Better standard of living. A water district frees water consumers from the time- and effort-consuming chore of fetching water from unsafe community wells. With more time on their hands, water users are able to pursue productive endeavors or engage in leisurely activities.
Fire protection. The community is provided with a reliable fire-fighting capability.
A helping hand during inopportune times. Since a WD is community-based and service-oriented, it becomes another of the community’s reliable partners during social activities or, more importantly, during calamities.
More responsible citizens. The professional and businesslike operation of a water district encourages the formation and development of positive consumer values among its clients.
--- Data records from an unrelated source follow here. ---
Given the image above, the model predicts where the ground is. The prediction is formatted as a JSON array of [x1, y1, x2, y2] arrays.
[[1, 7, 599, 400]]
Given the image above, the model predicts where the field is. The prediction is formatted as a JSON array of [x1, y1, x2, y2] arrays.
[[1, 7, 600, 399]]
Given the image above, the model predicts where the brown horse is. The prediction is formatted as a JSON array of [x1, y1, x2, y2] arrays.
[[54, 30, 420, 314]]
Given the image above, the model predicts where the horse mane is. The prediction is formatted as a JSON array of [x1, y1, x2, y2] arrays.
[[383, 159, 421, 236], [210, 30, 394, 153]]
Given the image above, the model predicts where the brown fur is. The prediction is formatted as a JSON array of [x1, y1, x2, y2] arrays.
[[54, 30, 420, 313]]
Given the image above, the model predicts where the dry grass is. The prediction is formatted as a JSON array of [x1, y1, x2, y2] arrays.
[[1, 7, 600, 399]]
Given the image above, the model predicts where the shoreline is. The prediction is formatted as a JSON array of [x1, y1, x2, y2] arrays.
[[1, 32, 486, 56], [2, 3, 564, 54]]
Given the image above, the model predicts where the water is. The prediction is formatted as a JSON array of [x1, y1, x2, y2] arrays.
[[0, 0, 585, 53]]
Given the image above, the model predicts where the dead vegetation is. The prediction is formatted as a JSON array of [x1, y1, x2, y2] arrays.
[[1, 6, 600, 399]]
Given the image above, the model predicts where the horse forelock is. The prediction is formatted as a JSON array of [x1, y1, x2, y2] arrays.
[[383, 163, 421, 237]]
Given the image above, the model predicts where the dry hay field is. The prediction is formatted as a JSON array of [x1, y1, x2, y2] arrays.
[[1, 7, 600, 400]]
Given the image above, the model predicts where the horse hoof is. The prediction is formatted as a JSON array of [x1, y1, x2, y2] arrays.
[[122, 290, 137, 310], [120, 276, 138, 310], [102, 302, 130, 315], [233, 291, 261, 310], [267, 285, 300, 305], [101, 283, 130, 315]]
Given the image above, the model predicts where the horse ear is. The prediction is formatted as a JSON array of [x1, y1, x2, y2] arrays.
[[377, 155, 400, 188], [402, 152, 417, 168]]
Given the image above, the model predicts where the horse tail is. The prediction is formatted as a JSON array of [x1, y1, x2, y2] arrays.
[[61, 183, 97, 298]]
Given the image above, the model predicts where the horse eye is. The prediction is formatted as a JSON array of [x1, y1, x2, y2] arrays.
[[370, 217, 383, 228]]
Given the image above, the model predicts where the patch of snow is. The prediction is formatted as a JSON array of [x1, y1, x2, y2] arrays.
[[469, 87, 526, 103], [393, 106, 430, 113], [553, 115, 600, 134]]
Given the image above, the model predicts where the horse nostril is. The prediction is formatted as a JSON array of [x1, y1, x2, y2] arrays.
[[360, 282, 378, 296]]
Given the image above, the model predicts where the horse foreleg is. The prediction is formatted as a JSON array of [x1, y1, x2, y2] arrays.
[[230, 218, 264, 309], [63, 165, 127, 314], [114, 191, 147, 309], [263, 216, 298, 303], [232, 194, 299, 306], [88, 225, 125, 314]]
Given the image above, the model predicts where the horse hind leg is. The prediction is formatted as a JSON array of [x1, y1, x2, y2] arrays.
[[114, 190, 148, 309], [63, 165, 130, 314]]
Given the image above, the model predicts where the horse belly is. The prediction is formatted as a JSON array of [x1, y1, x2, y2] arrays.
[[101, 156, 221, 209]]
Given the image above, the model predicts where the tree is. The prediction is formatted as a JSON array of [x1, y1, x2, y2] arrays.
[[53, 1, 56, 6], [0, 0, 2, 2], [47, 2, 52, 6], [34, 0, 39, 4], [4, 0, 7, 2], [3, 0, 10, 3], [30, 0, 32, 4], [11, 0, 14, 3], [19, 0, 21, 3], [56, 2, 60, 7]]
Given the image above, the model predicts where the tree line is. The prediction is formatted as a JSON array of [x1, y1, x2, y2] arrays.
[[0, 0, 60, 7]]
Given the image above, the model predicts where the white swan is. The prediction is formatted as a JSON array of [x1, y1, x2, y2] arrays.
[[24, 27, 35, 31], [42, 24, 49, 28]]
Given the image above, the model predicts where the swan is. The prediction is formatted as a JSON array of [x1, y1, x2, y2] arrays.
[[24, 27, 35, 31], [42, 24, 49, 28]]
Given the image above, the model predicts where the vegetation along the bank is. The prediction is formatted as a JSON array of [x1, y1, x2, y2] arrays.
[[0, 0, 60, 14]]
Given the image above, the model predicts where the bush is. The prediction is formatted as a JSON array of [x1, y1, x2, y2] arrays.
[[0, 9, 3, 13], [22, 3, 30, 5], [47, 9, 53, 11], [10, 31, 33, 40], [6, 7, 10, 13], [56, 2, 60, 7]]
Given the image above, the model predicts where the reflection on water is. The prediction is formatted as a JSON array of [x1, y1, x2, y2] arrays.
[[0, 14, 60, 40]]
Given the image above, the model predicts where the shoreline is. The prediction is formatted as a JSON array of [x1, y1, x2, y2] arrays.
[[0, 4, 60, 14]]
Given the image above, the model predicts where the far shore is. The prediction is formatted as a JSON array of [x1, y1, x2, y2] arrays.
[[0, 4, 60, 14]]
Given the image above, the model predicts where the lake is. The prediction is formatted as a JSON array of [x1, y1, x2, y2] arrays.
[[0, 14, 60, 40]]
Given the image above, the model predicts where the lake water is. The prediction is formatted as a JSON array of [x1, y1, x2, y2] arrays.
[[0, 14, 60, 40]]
The culture of paying for every drop of water consumed is reinforced and develops a sense of conservation for a natural resource. Discipline, too, is upheld since consumers are made to understand that they have to pay their dues on time. Majority of active water districts nationwide boasts of a high collection efficiency without the need for bill collectors.
More development projects for the community. A water district frees the local government from the problems of operating and maintaining the community’s water system, and from subsidizing the operations of a utility. This enables the concerned local government to direct its efforts and resources to other equally urgent projects such as roads and school buildings.
More economic opportunities. An efficient water system in a community attracts more investors and stimulates commercial activities.
Additional jobs and better economic opportunities become available to residents.
Higher land values. The price of real estate properties in a community increases once a Level III (individual household connection) water system becomes accessible.